Ethics, Information Security Research, and Institutional Review Boards

Several weeks ago, in “A Question of Ethics“, I asked EC readers whether it would be ethical “to deliberately seek out files containing PII as made available via P2P networks”. I had recently read an academic research paper that did just that, and was left conflicted. Part of me wondered whether a review board would pass such a research proposal, or whether the research in the paper was even submitted for review. Another part told me that the information was made publicly available, so my hand-wringing was unwarranted. In the back of my mind, I knew that as information security researchers increasingly used the methods of the social sciences and psychology these ethical considerations would trouble me again.
Through Chris Soghoian’s blog post regarding the ethical and legal perils possibly facing the authors of a paper which describes how they monitored Tor traffic, I realized I was not alone. Indeed, in a brief but cogent paper, Simson Garfinkel describes how even seemingly uncontroversial research activities, such as doing a content analysis on the SPAM one has received, could run afoul of existing human research subject review guidelines.
Garfinkel argues that strict application of rules governing research involving human subjects can provide researchers with incentives to actively work against the desired effect of the reviews. He further suggest thats

society would be better served with broader exemptions that could be automatically applied by researchers without going to an IRB [Institutional Review Board].
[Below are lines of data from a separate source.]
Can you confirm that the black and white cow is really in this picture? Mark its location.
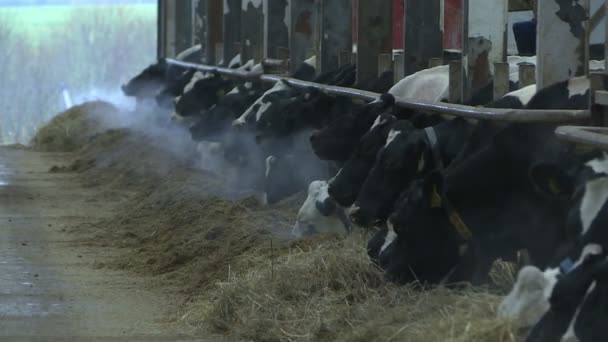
[174,73,234,118]
[310,94,395,162]
[368,74,600,283]
[329,113,402,207]
[368,119,588,283]
[498,244,605,341]
[350,119,475,226]
[155,69,196,110]
[121,44,202,103]
[190,82,261,141]
[292,181,352,238]
[499,153,608,331]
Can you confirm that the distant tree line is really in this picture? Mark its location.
[0,0,157,7]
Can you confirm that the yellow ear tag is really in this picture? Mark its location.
[430,185,443,209]
[548,178,562,195]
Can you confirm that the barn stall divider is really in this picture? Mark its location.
[159,0,608,140]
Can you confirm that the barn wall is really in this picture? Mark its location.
[443,0,462,49]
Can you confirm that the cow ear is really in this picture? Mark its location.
[529,163,574,198]
[315,198,336,216]
[424,170,444,208]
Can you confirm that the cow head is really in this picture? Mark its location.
[310,94,395,161]
[329,114,397,207]
[351,120,420,226]
[175,75,230,116]
[498,244,603,330]
[377,172,467,284]
[155,69,196,110]
[530,153,608,240]
[292,181,350,238]
[121,59,168,99]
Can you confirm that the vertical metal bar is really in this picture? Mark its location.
[449,61,463,103]
[163,0,178,57]
[536,0,589,89]
[604,0,608,73]
[214,42,223,66]
[206,0,224,64]
[494,62,509,100]
[589,73,608,126]
[460,0,470,103]
[156,0,167,59]
[338,50,353,66]
[519,63,536,89]
[223,0,245,64]
[463,0,508,101]
[378,53,393,76]
[173,0,195,55]
[357,0,393,82]
[404,0,443,75]
[289,0,320,73]
[241,0,264,63]
[319,0,353,72]
[428,57,443,68]
[393,52,405,83]
[264,0,289,58]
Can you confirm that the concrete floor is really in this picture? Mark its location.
[0,148,198,341]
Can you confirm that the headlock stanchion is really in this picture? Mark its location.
[222,0,241,65]
[289,0,320,73]
[167,59,590,122]
[555,126,608,150]
[241,0,264,62]
[536,0,589,89]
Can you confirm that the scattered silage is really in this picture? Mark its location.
[34,103,519,342]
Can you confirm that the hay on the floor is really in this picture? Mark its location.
[38,100,519,342]
[31,101,118,152]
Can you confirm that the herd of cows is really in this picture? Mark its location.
[122,44,608,341]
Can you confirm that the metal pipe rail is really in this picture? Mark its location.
[262,58,289,68]
[555,126,608,150]
[166,58,262,80]
[167,59,591,123]
[260,75,590,122]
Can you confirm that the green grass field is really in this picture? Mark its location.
[0,5,156,144]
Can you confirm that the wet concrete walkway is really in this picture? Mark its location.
[0,148,197,341]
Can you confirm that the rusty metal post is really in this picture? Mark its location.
[289,0,321,73]
[393,52,405,84]
[338,50,353,66]
[429,57,443,68]
[223,0,241,63]
[214,42,223,65]
[462,0,508,101]
[518,62,536,89]
[241,0,264,63]
[264,0,289,58]
[494,62,509,100]
[589,72,608,127]
[404,0,443,76]
[536,0,589,89]
[319,0,353,73]
[449,61,463,103]
[378,53,393,76]
[198,0,224,64]
[357,0,393,82]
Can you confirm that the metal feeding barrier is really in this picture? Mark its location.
[555,126,608,150]
[167,58,590,122]
[158,0,608,126]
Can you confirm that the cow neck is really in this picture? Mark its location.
[337,208,353,235]
[424,127,473,241]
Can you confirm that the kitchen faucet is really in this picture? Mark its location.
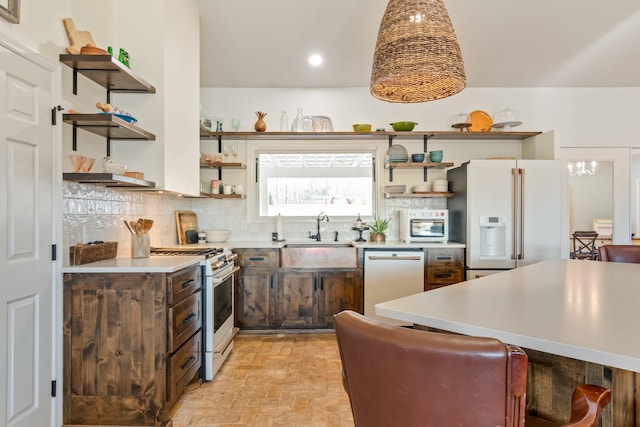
[309,212,329,242]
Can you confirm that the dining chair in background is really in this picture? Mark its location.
[598,245,640,263]
[334,311,611,427]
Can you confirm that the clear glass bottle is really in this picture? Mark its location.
[291,107,304,132]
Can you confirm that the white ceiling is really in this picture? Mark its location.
[197,0,640,88]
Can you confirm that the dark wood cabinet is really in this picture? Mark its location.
[234,248,364,329]
[276,271,324,328]
[321,270,364,328]
[63,265,202,426]
[234,249,278,329]
[276,270,364,328]
[424,248,464,291]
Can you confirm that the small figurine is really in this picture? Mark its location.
[253,111,267,132]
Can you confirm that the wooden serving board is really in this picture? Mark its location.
[62,18,96,55]
[176,211,199,245]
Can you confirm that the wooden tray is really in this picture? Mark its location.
[69,242,118,265]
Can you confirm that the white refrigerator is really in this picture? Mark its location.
[447,159,563,280]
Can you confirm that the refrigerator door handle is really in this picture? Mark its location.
[511,168,518,259]
[518,168,525,259]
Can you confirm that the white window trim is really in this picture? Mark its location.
[246,139,388,223]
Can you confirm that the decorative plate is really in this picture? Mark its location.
[469,110,493,132]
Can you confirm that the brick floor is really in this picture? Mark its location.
[173,333,353,427]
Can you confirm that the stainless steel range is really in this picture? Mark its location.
[151,246,240,381]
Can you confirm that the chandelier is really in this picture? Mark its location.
[567,160,598,176]
[371,0,466,103]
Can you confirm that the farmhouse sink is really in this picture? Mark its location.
[280,242,358,269]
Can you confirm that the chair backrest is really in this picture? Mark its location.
[334,311,527,427]
[571,231,598,259]
[598,245,640,263]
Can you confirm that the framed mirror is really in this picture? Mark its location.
[559,147,631,249]
[0,0,20,24]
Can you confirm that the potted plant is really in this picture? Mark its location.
[365,217,391,242]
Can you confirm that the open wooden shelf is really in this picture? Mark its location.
[62,173,156,188]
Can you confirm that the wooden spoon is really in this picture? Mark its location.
[129,221,140,237]
[142,219,153,234]
[123,219,136,234]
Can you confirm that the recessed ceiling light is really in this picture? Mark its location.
[309,54,322,67]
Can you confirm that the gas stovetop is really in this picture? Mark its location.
[151,246,224,258]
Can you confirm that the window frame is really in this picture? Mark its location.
[247,139,386,223]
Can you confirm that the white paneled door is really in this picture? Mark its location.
[0,39,55,427]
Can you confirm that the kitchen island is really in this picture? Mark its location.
[63,256,204,426]
[376,260,640,427]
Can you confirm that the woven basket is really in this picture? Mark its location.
[371,0,466,103]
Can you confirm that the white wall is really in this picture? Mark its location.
[201,88,640,147]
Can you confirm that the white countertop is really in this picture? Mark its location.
[225,239,465,249]
[376,260,640,372]
[62,255,204,273]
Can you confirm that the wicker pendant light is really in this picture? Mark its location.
[371,0,466,103]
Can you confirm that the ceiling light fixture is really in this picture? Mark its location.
[309,54,322,67]
[371,0,466,103]
[567,161,598,176]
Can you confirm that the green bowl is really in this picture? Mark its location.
[353,123,371,132]
[390,122,417,132]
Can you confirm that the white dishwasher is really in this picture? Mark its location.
[364,249,425,325]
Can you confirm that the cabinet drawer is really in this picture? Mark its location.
[168,291,202,353]
[167,332,202,408]
[167,265,202,305]
[427,249,463,268]
[427,266,463,285]
[236,249,278,268]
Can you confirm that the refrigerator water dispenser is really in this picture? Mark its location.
[480,216,507,260]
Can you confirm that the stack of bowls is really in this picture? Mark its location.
[411,182,431,193]
[387,144,409,163]
[384,185,407,194]
[429,150,444,163]
[432,179,449,193]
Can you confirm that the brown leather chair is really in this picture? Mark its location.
[598,245,640,263]
[334,311,610,427]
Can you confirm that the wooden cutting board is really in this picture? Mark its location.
[176,211,199,245]
[62,18,96,55]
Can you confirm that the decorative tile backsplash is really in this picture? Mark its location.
[62,181,447,265]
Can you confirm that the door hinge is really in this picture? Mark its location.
[51,105,64,126]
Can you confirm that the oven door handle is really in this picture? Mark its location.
[211,265,240,285]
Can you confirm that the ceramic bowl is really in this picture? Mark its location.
[411,153,424,163]
[204,230,231,243]
[390,122,417,132]
[353,123,371,132]
[429,150,443,163]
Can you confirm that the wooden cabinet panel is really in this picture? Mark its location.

My concern at the moment is with the other side of this. I just read a paper which examined the risks of using various package managers. An intrinsic element of the research behind this paper was setting up a mirror for popular packages under false pretenses. I don’t know if this paper was reviewed by an IRB, and I certainly don’t have the expertise needed to say whether it should have been allowed to move forward if it was. However, the fact that deception was used made me uneasy. Maybe that’s just me, but maybe there are nuances that such research is beginning to expose and that we as an emergent discipline should strive to stay on top of.
[Update: The researchers whose Tor study was examined by Soghoian have posted a portion of a review conducted by the University of Colorado:

Based on our assessment and understanding of the issues involved in your work, our opinion was that by any reasonable standard, the work in question was not classifiable as human subject research, nor did it involve the collection of personally identifying information. While the underlying issues are certainly interesting and complex, our opinion is that in this case, no rules were violated by your not having subjected your proposed work to prior IRG scrutiny. Our analysis was confined to this IRG (HRC) issue.
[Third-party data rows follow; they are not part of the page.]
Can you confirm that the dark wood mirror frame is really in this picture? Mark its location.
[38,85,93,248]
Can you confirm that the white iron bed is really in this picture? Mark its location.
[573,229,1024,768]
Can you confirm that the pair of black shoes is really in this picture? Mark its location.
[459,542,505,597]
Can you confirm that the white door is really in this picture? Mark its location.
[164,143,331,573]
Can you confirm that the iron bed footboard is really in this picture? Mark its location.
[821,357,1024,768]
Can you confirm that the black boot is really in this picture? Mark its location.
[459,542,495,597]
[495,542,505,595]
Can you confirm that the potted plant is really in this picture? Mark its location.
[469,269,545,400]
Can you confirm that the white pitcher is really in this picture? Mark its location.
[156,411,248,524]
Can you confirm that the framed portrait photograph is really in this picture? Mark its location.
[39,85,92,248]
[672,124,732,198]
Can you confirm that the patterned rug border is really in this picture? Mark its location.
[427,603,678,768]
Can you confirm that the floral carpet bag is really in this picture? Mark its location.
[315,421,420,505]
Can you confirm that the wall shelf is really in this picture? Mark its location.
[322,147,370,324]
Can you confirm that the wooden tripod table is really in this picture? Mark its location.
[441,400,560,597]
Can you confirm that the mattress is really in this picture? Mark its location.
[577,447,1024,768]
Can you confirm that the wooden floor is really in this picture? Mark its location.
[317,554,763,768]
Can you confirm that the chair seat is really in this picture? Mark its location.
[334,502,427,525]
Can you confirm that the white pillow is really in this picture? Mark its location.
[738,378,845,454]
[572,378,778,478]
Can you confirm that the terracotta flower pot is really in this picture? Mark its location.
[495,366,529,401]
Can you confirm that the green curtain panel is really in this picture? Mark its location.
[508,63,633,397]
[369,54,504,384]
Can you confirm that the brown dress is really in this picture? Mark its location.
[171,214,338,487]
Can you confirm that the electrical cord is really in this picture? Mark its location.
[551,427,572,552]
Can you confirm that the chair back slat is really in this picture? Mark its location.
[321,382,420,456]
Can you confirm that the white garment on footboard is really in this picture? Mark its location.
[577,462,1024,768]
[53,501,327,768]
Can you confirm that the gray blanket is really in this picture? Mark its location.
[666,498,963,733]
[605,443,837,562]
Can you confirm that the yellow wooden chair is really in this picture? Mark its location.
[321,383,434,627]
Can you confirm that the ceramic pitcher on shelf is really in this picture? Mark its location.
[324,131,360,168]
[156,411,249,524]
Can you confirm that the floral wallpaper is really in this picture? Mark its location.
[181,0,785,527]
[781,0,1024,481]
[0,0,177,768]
This conclusion is in line with Richard Johnson's comment below, that this research was not on people, but on network traffic.]

6 thoughts on “Ethics, Information Security Research, and Institutional Review Boards

  1. Sadly, that particular blog post by Soghoian is almost entirely bias. And it’s rather ham-handed about it.
    (Let me disclose mine. They may seem conflicted to you, but life isn’t simple: I run a tor middleman, and have run tor exit nodes. I’ve run type I and type II anonymous remailers. I’m personally acquainted with tor developers and some of the authors of the paper being discussed. I tap all network traffic at my place of employment, including by inclusion any cleartext from our tor node, as and when deemed necessary for service assurance. I’ve helped give a seminar about wiretap legality with Professor Ohm.)
    I find Professor Ohm’s response to Soghoian telling. It appears Ohm sensed some kind of witch hunt attitude in Soghoian’s approach. It’s probably the same attitude I see pervading Soghoian’s post.
    Soghoian far overplays the logging of tor exit traffic. He buries the fact that the researchers logged only 150 bytes of each session. He similarly buries the source IP address logging. I believe he does this to milk the “they were logging” angle for all he can, rather than presenting it as what it actually was.
    Moving on, Soghoian’s IRB comments are red herrings. I’ve done human subjects research at the University of Colorado, Boulder, and in the computer science department to boot. When doing research on people, the guidelines and reviews are followed religiously. In contrast, this was research on network traffic.
    In fact, this kind of logging of packet headers for research into network traffic goes on as a matter of course. There are at least two groups doing such aggregate logging for network measurement purposes that I know of at all the universities of the researchers who wrote that paper.
    Further, there was no deception involved. Anyone with half a clue (tor users are in this camp) knows that all tor operators must be assumed to be mallory, logging everything they can. In fact, the researchers identified methods for detecting when this is happening in some cases.
    So please don’t mischaracterize the research. Don’t overreach. Don’t witch hunt based on trendy worries and hyperbole.
    Instead, go new school. Do gather real data about use, so designs for anonymity systems can skip hyperbole and zeitgeist in favor of facts.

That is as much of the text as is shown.